The organization also said this month it was "cooperating fully" with UK Anti-Doping who were investigating allegations of "wrongdoing within cycling".
Drake, who has been involved with British Cycling for 20 years, the last eight as chief executive, confirmed that he will be leaving but not as a result of the ongoing controversies.
"Some time ago I made the decision that the Rio Games would be my last as CEO of British Cycling," Drake, who took charge in 2009, said in a statement.
"Now, following the success of our Olympic and Paralympic teams at those Games, the launch of our innovative new partnership with HSBC UK and Yorkshire's successful bid to host the 2019 Road World Championships, I believe that the end of this Olympic cycle is the natural moment for a new CEO to take the organization forward into the Tokyo Games and beyond.
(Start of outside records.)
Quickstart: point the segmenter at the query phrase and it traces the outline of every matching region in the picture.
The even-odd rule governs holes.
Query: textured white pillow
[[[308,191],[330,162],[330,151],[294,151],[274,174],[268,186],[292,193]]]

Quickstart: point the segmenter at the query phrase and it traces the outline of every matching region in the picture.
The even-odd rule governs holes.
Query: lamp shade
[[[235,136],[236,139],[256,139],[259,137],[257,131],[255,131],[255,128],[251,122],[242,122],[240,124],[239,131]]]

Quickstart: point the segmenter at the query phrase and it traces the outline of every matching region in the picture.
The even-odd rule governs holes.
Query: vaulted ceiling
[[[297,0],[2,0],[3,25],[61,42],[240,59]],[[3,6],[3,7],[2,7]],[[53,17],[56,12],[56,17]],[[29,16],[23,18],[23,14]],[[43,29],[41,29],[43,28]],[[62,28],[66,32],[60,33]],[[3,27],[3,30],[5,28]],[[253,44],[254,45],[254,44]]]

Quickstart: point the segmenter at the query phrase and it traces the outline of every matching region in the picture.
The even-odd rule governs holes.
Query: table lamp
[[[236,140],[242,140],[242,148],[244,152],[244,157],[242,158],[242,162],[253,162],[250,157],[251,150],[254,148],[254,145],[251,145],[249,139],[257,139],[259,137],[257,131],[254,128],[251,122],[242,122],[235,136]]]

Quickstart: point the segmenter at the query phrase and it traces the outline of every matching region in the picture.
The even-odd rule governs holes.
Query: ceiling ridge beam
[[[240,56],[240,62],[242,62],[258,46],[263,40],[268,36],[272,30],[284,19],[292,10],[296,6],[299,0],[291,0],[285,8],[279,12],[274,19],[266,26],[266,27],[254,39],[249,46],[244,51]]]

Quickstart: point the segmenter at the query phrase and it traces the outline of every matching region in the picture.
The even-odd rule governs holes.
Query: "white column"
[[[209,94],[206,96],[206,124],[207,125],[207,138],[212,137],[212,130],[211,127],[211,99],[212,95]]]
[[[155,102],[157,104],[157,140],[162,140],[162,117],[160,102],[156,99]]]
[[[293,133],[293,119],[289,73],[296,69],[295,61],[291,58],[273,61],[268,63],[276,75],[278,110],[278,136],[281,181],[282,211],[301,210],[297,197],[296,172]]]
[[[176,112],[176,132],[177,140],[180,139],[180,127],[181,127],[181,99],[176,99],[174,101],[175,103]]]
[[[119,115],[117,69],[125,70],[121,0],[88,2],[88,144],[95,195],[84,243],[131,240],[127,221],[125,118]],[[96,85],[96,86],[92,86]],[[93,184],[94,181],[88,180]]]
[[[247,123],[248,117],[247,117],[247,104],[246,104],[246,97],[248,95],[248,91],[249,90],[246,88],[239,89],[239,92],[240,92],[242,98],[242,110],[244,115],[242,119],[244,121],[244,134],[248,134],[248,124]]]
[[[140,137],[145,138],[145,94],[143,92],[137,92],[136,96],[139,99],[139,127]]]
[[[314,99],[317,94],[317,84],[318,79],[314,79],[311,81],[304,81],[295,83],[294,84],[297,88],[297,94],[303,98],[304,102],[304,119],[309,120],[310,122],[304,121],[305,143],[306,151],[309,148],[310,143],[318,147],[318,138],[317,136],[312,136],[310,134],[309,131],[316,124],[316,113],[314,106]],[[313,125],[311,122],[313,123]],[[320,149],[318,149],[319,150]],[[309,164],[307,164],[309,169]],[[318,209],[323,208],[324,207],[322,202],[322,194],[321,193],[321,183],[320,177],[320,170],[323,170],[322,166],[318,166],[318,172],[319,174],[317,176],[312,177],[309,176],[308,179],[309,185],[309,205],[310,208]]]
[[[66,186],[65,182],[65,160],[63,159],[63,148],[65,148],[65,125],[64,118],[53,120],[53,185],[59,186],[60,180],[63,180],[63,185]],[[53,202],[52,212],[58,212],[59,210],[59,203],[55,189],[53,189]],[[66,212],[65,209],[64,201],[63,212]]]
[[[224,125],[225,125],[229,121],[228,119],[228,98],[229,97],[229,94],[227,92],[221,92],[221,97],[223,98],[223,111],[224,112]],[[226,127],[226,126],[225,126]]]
"So it has been a difficult year but my decision to move on is completely separate to that (the allegations). It's just the time is right," he added.
The British Cycling board will begin the search for a new chief executive.
"Ian has been a pivotal figure in it all," Howden said in a statement on British Cycling's website (www.britishcycling.org.uk).
"It is also testament to his commitment to the organization that he has chosen to announce this now so that we have time to conduct a comprehensive search for his successor."
There is no suggestion of any wrongdoing by Team Sky, Wiggins or British Cycling and they have received support from UCI president Brian Cookson.
But the furor, including a claim by former Team Sky rider Jonathan Tiernan-Locke that he was offered the controversial painkiller Tramadol when competing at the road world championships four years ago, threatens to tarnish the reputation of British Cycling.
During Drake's reign Britain has grown into a cycling powerhouse and amateur participation has spiked massively.
Britain has won 20 of the 30 gold medals up for grabs in cycling at the past three Olympics.
Wiggins became Britain's first Tour de France winner in 2012 and compatriot Chris Froome has won it three times since.